“If these machines had been brought in before, my children’s papa would not have left them. Now they are not of any use to me, but they will at least be useful for other women. Their men will not die in the sewers. No one should have to suffer the way I do.” So saying, a visibly distressed Rani Kumari became silent.
When I first met Rani late last year, she was sitting on the steps at a conference venue in Delhi, where she had come for an event organised by the Safai Karamchari Andolan, a nationwide movement to eradicate the cleaning of human excreta by human beings, and stop the recurring deaths of workers in sewers and septic tanks. At this event, on display were various technological solutions to replace manual cleaning.

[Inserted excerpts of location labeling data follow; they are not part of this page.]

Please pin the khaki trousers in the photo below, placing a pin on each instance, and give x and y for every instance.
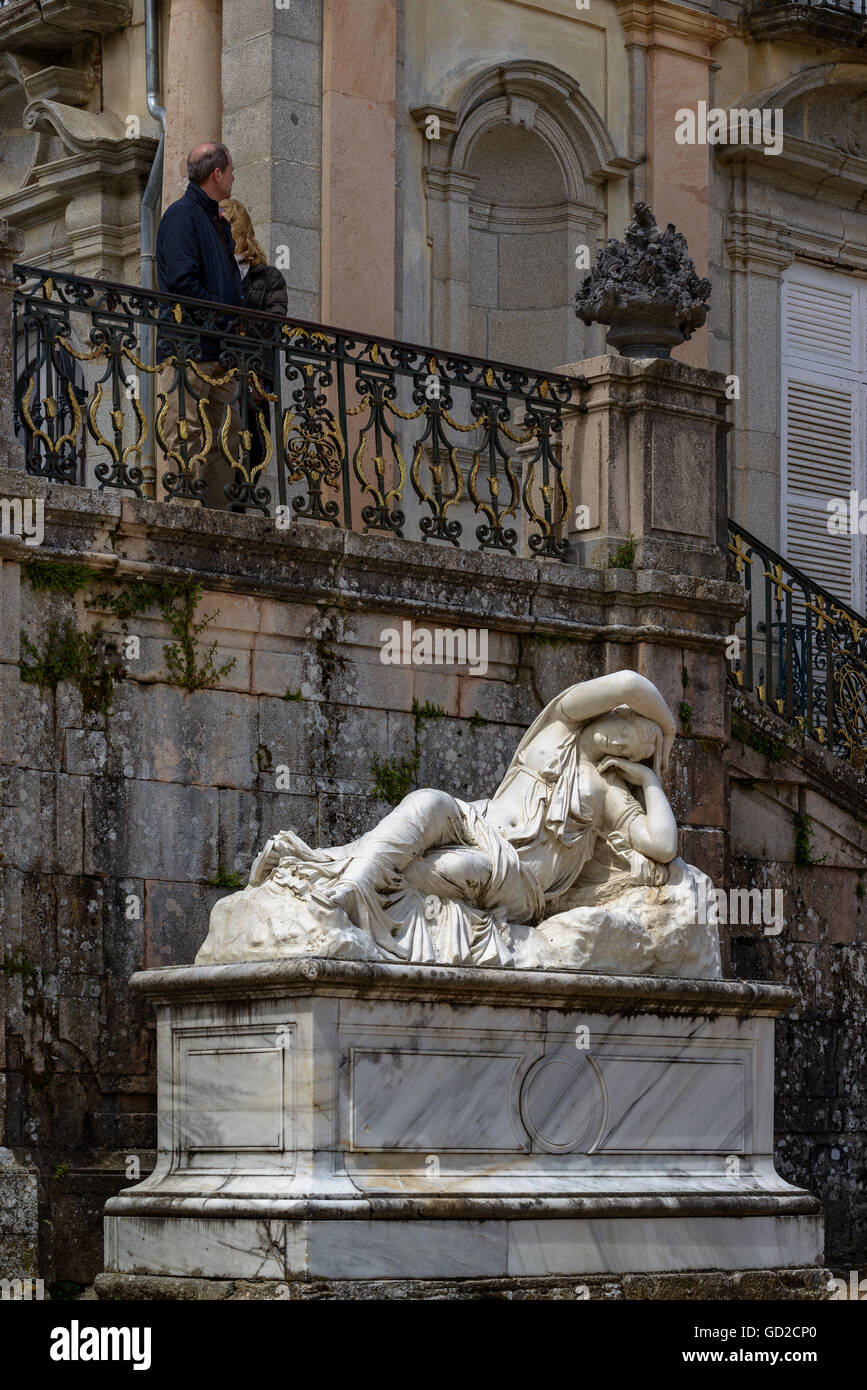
(213, 469)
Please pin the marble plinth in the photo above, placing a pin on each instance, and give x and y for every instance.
(352, 1121)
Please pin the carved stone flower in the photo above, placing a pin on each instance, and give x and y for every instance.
(645, 288)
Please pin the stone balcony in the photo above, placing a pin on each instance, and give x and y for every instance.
(56, 25)
(826, 22)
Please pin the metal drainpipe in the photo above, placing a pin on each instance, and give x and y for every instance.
(150, 202)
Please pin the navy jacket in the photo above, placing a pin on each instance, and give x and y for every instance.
(196, 255)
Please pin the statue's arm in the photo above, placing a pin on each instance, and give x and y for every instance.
(653, 833)
(599, 697)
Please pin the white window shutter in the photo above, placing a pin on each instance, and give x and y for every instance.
(820, 448)
(821, 320)
(823, 426)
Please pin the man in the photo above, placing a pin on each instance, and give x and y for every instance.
(196, 259)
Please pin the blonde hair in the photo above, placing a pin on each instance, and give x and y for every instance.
(246, 246)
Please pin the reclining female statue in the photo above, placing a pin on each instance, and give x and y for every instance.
(573, 854)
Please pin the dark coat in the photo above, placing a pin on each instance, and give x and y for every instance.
(266, 289)
(196, 256)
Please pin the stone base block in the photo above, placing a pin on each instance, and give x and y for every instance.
(18, 1219)
(332, 1121)
(748, 1285)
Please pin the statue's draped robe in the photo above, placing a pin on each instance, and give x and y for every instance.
(406, 905)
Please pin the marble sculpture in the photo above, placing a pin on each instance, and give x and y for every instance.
(571, 863)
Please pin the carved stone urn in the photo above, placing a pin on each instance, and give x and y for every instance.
(645, 288)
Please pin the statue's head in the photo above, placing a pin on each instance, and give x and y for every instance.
(624, 734)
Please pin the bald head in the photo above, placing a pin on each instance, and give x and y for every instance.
(210, 167)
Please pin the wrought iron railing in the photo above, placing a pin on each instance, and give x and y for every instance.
(839, 6)
(801, 651)
(345, 430)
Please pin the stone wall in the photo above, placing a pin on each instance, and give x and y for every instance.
(799, 824)
(117, 829)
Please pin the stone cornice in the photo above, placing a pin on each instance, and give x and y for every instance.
(343, 569)
(564, 988)
(817, 166)
(54, 25)
(663, 24)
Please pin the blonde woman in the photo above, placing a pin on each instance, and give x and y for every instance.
(263, 284)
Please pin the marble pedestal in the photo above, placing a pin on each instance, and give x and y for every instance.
(353, 1122)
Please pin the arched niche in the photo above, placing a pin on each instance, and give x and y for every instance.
(514, 182)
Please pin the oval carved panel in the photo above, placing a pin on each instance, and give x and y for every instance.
(563, 1104)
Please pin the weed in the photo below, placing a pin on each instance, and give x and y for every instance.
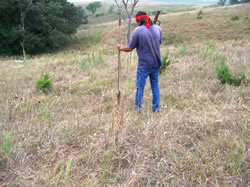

Sitting on the steps, 36-year-old Rani took out a photo from a plastic bag. It was of her partner, 30-year-old Anil Kumar. She wiped it with her frayed white dupatta and became restless, pacing up and down with her children, seven-year-old Lakshmi and 11-year-old Gaurav, and carrying 2.5-year-old Sonam.
When a woman loses a family member in the septic tanks and sewers of India, besides trying to cope with the loss, she has to fight for justice and compensation, and worry about her family’s survival. Rani’s situation is even harder. We talk some more when I visit her home in Dabri, a colony in south-west Delhi.